Asmodeo se acomodó sobre un enorme cojín que la abuela de Casandra había tejido apenas dos días antes de morir, y Casandra se pregunto qué pensaría ella si supiera quién se hallaba recostado en él.
—Tú amas a Casandra —continuó el demonio—. Estás dispuesto a enfrentarte a todas las creencias que hasta ahora han sido inamovibles y a luchar contra tus propios hermanos por ella. Arriesgarás tu existencia y tu misión en este mundo. Pero a pesar de lo que ella representa para ti, ¿no sigues manteniendo una lucha contra ti mismo?
Sin darle opción a respuesta, el demonio continuó con su enfervorecido monólogo. Azrael le escuchaba sin que su cara mostrara expresión de aceptación o desacuerdo. Casandra, mientras, contenía el aliento.
La lluvia golpeaba ahora con intensidad los cristales y el viento había comenzado a soplar con furia. La habitación parecía cargada de electricidad, como si la tensión que sentía Casandra estuviera atravesando su piel e inundando la sala. Sin ser consciente de ello, apretó los puños mientras procuraba seguir en silencio.
—Toda esa estúpida moralidad bondadosa te impulsa a abandonarla —indicó Asmodeo—. No creas que después de tanto tiempo puedes engañarme.
—No haces más que darme la razón —replicó Azrael de inmediato—. Tal vez mi condición de ángel me dicte que me aleje de Casie, pero siempre hay elección. Y yo la elijo a ella. Siempre será ella.

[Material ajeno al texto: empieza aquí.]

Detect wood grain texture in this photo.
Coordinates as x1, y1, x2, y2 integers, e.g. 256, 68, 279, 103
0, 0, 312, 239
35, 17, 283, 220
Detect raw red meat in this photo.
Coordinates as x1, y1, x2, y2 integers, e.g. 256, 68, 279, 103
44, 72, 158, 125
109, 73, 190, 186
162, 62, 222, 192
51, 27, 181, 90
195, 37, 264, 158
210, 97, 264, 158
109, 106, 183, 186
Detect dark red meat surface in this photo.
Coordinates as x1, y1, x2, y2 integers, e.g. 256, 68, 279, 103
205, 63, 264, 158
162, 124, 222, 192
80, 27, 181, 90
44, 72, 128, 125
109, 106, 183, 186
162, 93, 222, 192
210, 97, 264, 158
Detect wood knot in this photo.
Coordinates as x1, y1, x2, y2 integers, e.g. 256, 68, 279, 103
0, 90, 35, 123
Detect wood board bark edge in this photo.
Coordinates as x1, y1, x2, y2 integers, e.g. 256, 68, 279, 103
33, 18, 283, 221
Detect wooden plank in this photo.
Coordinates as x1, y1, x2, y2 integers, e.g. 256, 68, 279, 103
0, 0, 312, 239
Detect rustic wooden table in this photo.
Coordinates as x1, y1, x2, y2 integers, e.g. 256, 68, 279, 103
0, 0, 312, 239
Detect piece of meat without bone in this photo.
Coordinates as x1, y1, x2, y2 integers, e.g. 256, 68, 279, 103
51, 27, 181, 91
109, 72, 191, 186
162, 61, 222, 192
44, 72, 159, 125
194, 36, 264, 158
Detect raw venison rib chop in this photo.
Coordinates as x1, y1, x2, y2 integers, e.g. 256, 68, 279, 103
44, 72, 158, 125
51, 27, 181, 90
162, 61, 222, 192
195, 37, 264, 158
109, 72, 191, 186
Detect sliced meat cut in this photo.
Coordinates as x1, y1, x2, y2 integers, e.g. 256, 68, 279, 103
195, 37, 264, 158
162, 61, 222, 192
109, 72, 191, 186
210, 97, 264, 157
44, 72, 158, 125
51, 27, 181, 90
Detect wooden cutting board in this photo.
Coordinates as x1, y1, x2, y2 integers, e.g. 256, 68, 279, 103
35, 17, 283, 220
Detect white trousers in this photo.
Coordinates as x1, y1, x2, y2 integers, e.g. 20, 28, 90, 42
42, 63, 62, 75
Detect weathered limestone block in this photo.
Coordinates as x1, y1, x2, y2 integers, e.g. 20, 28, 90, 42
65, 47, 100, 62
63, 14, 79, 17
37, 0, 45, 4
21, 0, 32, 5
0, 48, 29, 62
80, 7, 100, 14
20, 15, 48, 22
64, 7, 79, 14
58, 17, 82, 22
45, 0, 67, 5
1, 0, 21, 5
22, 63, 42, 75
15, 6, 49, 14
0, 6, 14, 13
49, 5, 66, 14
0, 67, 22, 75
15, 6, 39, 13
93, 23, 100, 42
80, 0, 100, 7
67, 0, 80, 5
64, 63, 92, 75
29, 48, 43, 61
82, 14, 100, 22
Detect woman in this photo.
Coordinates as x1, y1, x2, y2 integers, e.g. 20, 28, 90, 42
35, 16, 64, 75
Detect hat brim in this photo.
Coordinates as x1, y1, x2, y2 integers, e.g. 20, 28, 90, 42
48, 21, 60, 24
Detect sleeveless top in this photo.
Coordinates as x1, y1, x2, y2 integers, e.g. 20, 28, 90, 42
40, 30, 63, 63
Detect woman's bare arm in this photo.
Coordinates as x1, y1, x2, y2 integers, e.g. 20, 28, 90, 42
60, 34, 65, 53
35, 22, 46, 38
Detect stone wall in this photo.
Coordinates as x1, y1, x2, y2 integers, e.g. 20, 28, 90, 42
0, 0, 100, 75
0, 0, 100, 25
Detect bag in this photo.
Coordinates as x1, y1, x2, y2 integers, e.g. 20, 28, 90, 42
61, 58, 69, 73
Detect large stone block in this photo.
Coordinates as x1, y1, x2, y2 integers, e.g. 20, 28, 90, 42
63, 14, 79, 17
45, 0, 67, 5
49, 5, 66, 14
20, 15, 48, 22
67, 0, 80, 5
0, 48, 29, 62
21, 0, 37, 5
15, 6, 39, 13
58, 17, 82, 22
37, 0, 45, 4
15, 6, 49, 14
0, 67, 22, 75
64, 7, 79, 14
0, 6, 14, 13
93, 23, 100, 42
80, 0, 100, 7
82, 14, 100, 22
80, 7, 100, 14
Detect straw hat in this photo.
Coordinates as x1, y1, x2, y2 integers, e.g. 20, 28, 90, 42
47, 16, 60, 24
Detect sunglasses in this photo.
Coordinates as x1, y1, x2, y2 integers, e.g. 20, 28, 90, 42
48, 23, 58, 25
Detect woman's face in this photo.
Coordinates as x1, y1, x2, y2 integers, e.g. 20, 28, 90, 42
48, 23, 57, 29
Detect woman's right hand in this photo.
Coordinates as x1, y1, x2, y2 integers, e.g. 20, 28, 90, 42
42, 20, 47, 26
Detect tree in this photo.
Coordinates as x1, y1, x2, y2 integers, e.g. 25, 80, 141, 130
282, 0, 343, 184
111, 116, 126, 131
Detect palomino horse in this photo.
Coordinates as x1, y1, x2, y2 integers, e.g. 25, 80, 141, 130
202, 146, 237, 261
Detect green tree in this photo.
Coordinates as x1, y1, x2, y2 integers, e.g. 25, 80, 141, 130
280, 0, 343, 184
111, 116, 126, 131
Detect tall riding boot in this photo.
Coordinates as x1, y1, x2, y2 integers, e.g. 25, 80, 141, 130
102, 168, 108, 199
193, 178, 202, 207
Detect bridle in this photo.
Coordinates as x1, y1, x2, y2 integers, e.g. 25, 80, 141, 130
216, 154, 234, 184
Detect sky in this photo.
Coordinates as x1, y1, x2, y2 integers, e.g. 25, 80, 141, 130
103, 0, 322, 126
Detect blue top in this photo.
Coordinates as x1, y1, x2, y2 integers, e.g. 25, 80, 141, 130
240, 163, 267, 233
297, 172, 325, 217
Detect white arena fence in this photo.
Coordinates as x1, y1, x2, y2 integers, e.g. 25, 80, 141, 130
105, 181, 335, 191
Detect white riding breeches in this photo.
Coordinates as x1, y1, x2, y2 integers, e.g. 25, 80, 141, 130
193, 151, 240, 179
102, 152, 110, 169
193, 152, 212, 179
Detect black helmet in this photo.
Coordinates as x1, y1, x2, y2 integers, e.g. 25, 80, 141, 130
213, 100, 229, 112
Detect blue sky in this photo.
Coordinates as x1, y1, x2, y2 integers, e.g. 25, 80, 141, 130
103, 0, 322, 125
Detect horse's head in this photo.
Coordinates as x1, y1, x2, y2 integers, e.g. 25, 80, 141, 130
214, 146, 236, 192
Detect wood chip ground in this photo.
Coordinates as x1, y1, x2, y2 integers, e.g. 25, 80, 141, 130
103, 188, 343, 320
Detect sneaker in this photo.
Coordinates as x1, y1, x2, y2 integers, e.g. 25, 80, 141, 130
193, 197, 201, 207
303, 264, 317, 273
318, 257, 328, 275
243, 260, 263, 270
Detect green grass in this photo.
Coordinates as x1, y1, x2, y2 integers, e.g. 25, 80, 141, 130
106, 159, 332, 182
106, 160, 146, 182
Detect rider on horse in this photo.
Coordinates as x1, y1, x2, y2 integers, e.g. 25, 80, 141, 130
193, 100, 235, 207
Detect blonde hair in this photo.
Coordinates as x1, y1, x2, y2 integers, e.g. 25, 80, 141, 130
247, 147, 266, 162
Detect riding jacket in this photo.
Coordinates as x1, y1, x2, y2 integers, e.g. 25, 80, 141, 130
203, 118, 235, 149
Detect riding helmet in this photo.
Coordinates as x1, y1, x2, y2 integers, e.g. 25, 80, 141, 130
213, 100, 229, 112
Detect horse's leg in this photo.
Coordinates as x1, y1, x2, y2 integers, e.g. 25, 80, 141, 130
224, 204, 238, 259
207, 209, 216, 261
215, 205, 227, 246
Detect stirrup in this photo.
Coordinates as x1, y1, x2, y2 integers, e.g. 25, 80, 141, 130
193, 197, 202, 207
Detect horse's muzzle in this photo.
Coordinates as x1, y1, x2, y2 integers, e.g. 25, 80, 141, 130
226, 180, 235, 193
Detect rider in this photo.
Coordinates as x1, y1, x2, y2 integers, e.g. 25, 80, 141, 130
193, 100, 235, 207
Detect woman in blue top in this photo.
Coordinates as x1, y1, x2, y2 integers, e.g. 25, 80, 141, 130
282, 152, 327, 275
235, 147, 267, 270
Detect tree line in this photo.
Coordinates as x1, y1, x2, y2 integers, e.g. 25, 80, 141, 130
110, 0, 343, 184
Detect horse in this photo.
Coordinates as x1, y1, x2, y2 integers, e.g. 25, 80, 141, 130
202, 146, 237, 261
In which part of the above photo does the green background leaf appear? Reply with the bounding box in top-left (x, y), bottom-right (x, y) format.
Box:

La confesión del ángel permaneció flotando entre ambos. El demonio mantenía su vista fija en él.
Casandra soltó el aire que había estado conteniendo, inspiró y espiró varias veces despacio, y aflojó los puños que aún mantenía apretados. Se levantó con cuidado, tratando de no hacer ruido. En el salón solo se escuchaba el eco del intenso aguacero que caía puertas afuera.
De puntillas, lo más silenciosamente que pudo, se dirigió a su habitación con el corazón latiendo desbocado y las lágrimas asomando a sus ojos cansados. Hasta ese momento, no había sido del todo consciente de que permanecer a su lado suponía para Azrael no solo enfrentarse a los suyos, sino que además debía luchar también consigo mismo.